# too much yeast????



## sk8erkho (May 20, 2007)

I have been using the blue fruit fly culture from Carnivorous Plant website for sometime now but this time around something went wrong. Today I noticed a gross whiteish goo covering the top of the culture. :shock: The flies look okay but whether there are new maggots living under there I can't tell. It is not all throughout the culture just the top layer. Has anyone ever heard of such??? I'm wondering if it is safe to remove the top layer or just toss the whole thing. I am also wondering whether the stuff has/had any effect on the flies. I certainly don't want to give my mantids tainted flies!!!  

Anyone???


----------



## Rick (May 20, 2007)

It's fine. Sometimes my cultures develop dark spots, green spots, and white stuff like you mentioned. Never noticed it being a problem. Just keep the culture and see what it does.
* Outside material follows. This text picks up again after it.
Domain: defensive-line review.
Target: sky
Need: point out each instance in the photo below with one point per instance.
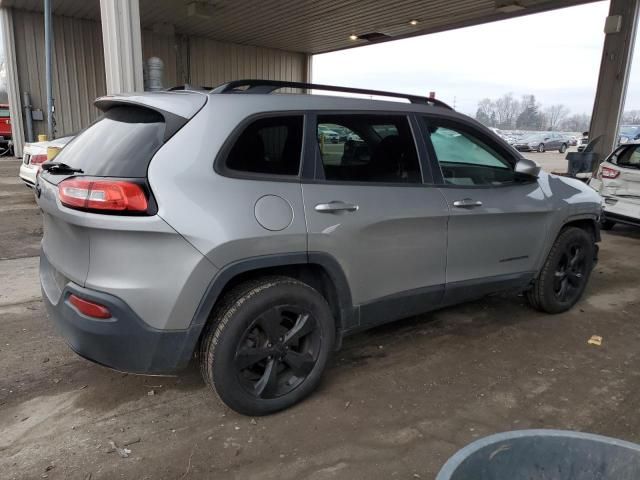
(554, 55)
I wouldn't worry about feeding "tainted" flies.


----------



## OGIGA (May 20, 2007)

I have a culture of fruit flies that have grown a white layer on everything. I'm suspecting that it's mold or something bad because the culture is dead now.


----------



## Kevin (May 20, 2007)

Rick is quite correct. As long as you obtain flies in the culture they are safe to feed (they won't be tainted). You might want to cut down a bit on your yeast - I find the cultures get more slime when I use more yeast. It only take a little bit - 10 to 20 grains of granulated active yeast to start a large culture. Note that the fruit fly larvae do not actually eat the potato medium itself. It is the yeasts and microorganisms that develop in the medium on which they feed. This is why you won't get fruit flies without yeast (unless your container had so fungus/yeast/etc.) in it when you set up the culture.


----------



## sk8erkho (May 20, 2007)

Excellent! Got cha!!


----------



## JT (May 26, 2007)

> Rick is quite correct. As long as you obtain flies in the culture they are safe to feed (they won't be tainted). You might want to cut down a bit on your yeast - I find the cultures get more slime when I use more yeast. It only take a little bit - 10 to 20 grains of granulated active yeast to start a large culture. Note that the fruit fly larvae do not actually eat the potato medium itself. It is the yeasts and microorganisms that develop in the medium on which they feed. This is why you won't get fruit flies without yeast (unless your container had so fungus/yeast/etc.) in it when you set up the culture.


Really? i thought the yeast was there to start the decomposition process and the maggots ate the "potato medium" only after it started to rot. hmmm learn something new every day.


----------